Book world: Maureen Corrigan reviews 'The Winter Thief' by Jenny White

(Courtesy Of Norton - Courtesy Of Norton)
By Maureen Corrigan
Monday, March 8, 2010


By Jenny White

Norton. 400 pp. $24.95

Jenny White's new historical suspense novel, "The Winter Thief," is set mostly in Istanbul in 1888, but throughout my reading of it I kept thinking of Ken Loach's award-winning 1995 film, "Land and Freedom." Loach's look at the Spanish Civil War focuses on an idealistic young Brit who joins the International Brigades to fight the fascists. I remember seeing the film with a friend who was uncharacteristically silent afterward. Eventually, he shook off his mood to say one thing in response to the story: "I would have been killed." My companion wasn't being self-aggrandizing; in fact, he was probably right. Loach's movie brought home the fact that our lives are pawns to our convictions as they intersect with the whims of the historical moment. That, too, is the message of White's ambitious novel, which is more interested in exploring the unforeseen consequences of political and personal loyalties than it is in fully cranking up the machinery of the standard thriller.

The novel opens on a scene of passionate naivete that, of course, comes to no good end. Vera Arti is a new bride who has defied her wealthy Armenian family and secretly married a communist organizer named Gabriel. On a snowy Christmas Day in Istanbul, Vera makes her way to the office of an Armenian publisher. In her hands is a copy of "The Communist Manifesto," which she implores the publisher to print so that "the Armenian people will find the strength to resist oppression . . . by joining the International Movement, by standing shoulder to shoulder with other oppressed peoples around the world."

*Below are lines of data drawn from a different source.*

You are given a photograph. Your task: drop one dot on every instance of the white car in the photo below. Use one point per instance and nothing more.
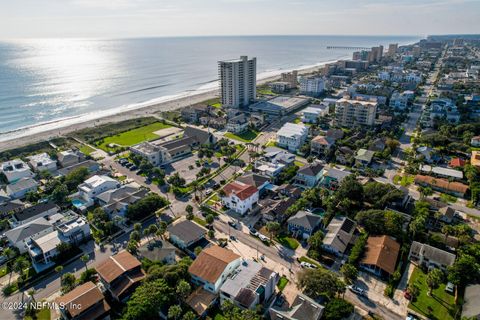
(304, 264)
(357, 290)
(262, 237)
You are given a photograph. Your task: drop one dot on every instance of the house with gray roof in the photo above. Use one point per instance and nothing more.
(309, 175)
(303, 224)
(339, 234)
(185, 233)
(18, 236)
(20, 188)
(303, 308)
(249, 285)
(431, 257)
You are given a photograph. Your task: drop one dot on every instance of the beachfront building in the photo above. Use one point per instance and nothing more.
(351, 113)
(312, 86)
(42, 162)
(238, 80)
(292, 136)
(240, 197)
(15, 170)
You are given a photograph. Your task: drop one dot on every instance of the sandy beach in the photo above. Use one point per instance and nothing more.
(42, 132)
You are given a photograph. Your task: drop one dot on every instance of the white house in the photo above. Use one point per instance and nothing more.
(20, 188)
(240, 197)
(15, 170)
(42, 162)
(313, 113)
(94, 186)
(212, 267)
(292, 136)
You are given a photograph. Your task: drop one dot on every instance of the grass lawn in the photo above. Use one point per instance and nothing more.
(288, 242)
(440, 305)
(42, 314)
(3, 271)
(448, 198)
(246, 136)
(307, 259)
(282, 283)
(134, 136)
(404, 181)
(86, 149)
(298, 163)
(200, 221)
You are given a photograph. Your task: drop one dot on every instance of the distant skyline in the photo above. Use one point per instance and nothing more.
(152, 18)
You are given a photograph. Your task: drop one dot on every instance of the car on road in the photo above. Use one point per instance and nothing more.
(307, 265)
(262, 237)
(357, 290)
(253, 232)
(449, 287)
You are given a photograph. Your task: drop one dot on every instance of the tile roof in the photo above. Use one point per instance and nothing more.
(211, 262)
(241, 190)
(441, 183)
(84, 296)
(117, 265)
(382, 252)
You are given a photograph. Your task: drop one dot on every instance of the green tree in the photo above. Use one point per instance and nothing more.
(349, 272)
(209, 219)
(337, 309)
(85, 259)
(174, 312)
(316, 240)
(434, 278)
(318, 283)
(273, 228)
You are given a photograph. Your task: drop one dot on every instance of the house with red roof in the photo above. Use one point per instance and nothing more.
(240, 197)
(457, 163)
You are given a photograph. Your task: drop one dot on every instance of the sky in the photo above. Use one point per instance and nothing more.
(152, 18)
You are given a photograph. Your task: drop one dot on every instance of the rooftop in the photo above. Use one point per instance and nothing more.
(211, 262)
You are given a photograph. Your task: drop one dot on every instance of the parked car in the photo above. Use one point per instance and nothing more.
(450, 287)
(254, 232)
(308, 265)
(357, 290)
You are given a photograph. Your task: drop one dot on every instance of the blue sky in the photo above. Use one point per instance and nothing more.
(145, 18)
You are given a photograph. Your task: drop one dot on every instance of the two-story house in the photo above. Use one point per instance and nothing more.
(309, 175)
(240, 197)
(120, 274)
(212, 267)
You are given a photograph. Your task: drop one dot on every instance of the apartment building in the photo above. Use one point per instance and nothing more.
(351, 113)
(238, 79)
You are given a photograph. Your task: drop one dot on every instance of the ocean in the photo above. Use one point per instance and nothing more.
(51, 80)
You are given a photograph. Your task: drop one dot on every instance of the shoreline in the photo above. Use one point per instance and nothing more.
(41, 132)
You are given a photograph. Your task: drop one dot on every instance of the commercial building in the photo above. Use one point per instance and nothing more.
(312, 86)
(238, 80)
(351, 113)
(292, 136)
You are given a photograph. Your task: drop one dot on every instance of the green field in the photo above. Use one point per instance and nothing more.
(440, 305)
(131, 137)
(288, 242)
(246, 136)
(86, 149)
(282, 283)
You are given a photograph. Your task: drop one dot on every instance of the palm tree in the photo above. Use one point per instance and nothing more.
(8, 253)
(85, 259)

Vera has only an elementary understanding of the rhetoric she's spouting. She gravitated toward communism out of compassion for the suffering masses and because of her love for Gabriel. The newlyweds are merely stopping in Istanbul before they journey to a utopian commune called New Concord, situated in an abandoned monastery in the mountains, where some of their comrades have already settled. Unbeknown to Vera, Gabriel has arranged for a contraband cargo of guns to be shipped to the commune. And, oh yes, he also has robbed the Imperial Ottoman Bank of a sultan's ransom in gold and jewels in order to keep the commune afloat. When Vera is nabbed by the secret police after her foolish excursion to the publisher, Gabriel has to decide whether the needs of the many outweigh the needs of his hapless young wife.

Enter Kamil Pasha, the hero of this story, as well as of White's two earlier suspense novels set in 19th-century Turkey. Kamil is a special prosecutor in the secular courts. A moody loner attracted to modern culture, he is drawn into the search for Vera, which puts him at odds with a fiend named Vahid, the head of a rogue branch of the secret police. For vile reasons of his own, Vahid has convinced the sultan that the New Concord commune is allied with a secessionist movement and must be wiped out -- along with the neighboring villages. Realizing that a massacre of innocents is in the making, Kamil charges off with a small contingent of soldiers to do battle with Vahid and his forces.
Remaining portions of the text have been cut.